Why Grades Don’t Work

The United States grading system was created over 100 years ago, and although Andover uses a slightly revised six-point scale, the concept remains the same. Grades were initially implemented as a means to measure students’ academic performance, but their efficacy in the present day is questionable.

Because students have the notion that their grades at Andover will effectively shape the rest of their lives, grades can be an overwhelming source of anxiety. A student’s grade at Andover becomes an aspect of their identity — a number that defines their intelligence. Moreover, in addition to measuring one’s academic excellence, grades have become an indicator of one’s willingness to sacrifice sleep and other commitments.

Because of the overwhelming importance placed on grades, good grades become the only thing that students strive for. Rather than by a desire for knowledge that fuels their work, they are motivated by numbers. This trivialization of knowledge creates an environment where students learn to the test and study for the grade, only to let abandon their learning after formal assessment has been completed.

Additionally, grade-centric culture discourages risk-taking. In individual assignments, students are rewarded by following instructions exactly. In the classes they decide to take, they are encouraged to pursue comfortable courses. Students will often choose classes known to be “easy 6’s” to boost their GPA, and over time, this erodes their desire to learn.

All over the U.S., high schools have begun to remove their grading system entirely. They focus more heavily on learning. For example, Milton Academy will eliminate grades for their ninth grade class starting next fall. If we follow their lead and remove (or at least reduce the importance of) the grading system in favor of teacher comments, Andover could reduce students’ anxiety and develop an environment in which students can focus on learning rather than assessments.
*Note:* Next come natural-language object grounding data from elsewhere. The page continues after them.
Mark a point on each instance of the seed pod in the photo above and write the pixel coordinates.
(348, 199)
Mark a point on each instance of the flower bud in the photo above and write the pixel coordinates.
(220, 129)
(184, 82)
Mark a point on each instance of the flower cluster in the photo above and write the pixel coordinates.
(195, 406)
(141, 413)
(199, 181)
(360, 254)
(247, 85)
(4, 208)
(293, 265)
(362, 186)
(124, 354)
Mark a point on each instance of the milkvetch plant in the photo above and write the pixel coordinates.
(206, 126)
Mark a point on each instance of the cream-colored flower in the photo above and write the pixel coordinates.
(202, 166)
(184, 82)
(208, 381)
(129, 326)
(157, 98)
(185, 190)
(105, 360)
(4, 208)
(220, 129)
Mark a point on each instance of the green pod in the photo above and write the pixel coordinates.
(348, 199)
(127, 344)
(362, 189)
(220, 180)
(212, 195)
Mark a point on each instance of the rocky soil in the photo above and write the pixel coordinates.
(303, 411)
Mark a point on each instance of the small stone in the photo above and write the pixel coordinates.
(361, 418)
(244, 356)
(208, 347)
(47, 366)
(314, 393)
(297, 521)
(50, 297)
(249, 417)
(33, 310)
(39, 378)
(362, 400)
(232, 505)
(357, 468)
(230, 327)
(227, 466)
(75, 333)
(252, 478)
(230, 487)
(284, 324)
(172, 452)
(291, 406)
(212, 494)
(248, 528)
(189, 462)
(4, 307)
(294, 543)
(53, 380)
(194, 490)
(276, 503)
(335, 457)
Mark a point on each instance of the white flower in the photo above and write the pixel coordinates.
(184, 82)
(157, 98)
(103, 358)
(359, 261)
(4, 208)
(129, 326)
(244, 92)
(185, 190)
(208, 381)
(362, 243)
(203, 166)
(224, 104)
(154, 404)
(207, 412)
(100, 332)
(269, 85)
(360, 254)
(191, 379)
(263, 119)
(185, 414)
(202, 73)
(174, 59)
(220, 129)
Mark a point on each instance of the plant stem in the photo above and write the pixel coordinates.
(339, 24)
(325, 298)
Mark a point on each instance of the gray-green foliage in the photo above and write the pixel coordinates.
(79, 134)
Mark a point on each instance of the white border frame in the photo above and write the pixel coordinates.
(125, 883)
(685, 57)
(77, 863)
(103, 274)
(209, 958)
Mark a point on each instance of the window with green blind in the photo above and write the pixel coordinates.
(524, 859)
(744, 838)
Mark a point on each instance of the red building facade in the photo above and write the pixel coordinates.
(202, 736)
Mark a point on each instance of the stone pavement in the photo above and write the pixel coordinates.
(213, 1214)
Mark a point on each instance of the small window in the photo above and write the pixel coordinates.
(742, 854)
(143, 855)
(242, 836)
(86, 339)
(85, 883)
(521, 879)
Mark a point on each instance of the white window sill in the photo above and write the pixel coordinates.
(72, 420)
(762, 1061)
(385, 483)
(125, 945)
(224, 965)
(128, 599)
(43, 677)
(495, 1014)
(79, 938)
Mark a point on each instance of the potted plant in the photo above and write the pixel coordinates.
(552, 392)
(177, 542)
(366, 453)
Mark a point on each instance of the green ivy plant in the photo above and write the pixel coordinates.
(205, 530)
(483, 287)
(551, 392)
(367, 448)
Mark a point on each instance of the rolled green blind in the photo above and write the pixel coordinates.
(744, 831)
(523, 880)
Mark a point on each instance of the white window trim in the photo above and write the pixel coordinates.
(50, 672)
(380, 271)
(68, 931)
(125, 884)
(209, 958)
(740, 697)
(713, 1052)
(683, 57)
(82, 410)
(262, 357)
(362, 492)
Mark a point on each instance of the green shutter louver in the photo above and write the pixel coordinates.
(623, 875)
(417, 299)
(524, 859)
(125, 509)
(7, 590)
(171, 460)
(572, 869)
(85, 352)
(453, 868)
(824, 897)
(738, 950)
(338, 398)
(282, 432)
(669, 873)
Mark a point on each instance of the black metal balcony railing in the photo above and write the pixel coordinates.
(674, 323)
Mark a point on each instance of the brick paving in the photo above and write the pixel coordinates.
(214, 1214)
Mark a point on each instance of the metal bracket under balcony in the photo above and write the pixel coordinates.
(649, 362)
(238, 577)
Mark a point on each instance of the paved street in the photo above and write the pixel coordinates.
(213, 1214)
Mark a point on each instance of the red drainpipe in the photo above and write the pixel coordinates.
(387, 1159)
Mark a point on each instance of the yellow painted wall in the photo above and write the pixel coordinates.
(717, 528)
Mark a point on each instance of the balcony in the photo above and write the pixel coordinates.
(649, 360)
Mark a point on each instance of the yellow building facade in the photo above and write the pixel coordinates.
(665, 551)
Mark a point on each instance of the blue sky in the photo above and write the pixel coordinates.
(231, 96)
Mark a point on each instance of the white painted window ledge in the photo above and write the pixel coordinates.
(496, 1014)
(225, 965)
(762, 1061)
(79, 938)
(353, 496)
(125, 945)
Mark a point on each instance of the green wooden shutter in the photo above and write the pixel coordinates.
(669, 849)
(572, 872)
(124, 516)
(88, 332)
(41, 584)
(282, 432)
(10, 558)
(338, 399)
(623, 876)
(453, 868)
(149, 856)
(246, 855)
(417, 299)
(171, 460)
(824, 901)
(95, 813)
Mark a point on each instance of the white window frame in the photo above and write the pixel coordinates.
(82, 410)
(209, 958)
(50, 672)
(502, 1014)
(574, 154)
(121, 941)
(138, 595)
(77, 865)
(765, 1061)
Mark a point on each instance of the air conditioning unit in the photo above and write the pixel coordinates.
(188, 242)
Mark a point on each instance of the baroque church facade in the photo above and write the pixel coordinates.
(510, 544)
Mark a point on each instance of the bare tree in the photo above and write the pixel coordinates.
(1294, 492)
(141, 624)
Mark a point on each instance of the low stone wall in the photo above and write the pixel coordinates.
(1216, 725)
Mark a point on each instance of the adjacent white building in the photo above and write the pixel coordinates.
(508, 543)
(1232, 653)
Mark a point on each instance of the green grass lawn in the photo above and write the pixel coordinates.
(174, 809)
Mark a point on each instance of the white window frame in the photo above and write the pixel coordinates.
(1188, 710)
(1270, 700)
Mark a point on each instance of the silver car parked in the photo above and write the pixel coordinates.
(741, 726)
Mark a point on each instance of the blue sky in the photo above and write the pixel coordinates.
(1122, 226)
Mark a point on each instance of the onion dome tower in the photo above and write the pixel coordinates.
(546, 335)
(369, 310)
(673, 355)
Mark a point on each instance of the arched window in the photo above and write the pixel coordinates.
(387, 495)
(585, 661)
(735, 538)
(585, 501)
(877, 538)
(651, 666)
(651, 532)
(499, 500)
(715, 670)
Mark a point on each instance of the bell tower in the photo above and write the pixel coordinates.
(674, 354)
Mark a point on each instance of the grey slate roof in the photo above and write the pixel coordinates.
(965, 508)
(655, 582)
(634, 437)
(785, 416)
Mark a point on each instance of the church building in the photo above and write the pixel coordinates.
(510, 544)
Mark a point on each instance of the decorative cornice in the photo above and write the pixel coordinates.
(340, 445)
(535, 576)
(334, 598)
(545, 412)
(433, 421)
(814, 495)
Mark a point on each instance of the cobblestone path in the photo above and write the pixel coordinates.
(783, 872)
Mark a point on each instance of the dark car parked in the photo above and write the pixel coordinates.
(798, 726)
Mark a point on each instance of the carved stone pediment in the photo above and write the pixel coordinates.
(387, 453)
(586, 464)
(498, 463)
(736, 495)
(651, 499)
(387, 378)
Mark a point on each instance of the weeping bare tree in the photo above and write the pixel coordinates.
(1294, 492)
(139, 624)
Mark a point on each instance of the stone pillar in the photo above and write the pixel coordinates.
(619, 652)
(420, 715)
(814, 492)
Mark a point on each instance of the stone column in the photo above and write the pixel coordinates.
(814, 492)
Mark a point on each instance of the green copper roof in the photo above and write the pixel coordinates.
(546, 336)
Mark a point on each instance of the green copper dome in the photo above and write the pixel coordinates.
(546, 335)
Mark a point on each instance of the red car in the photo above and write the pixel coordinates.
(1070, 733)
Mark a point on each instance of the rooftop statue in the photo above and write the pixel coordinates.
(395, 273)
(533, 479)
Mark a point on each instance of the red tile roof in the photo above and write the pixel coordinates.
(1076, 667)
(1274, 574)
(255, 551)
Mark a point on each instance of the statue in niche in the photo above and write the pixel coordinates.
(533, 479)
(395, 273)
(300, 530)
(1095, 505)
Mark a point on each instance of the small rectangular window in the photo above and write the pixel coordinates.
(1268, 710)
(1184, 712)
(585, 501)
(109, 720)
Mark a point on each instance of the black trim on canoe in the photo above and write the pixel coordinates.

The school should make it possible for students to take classes they are interested in and learn material that they want to learn without the repercussions of a “bad” grade. Of course, certain requirements would have to be put in place to prevent students from taking five math courses, but every student can find a topic of interest in any subject.

For now, it is important to realize that grades aren’t everything. The number that shows up on a transcript is only a tiny part of a student’s identity. “Good” grades in high school rarely indicate excellence later in life, and it is more important to take advantage of the resources we have at Andover, rather than to avoid challenge and opportunity in pursuit of an insignificant number.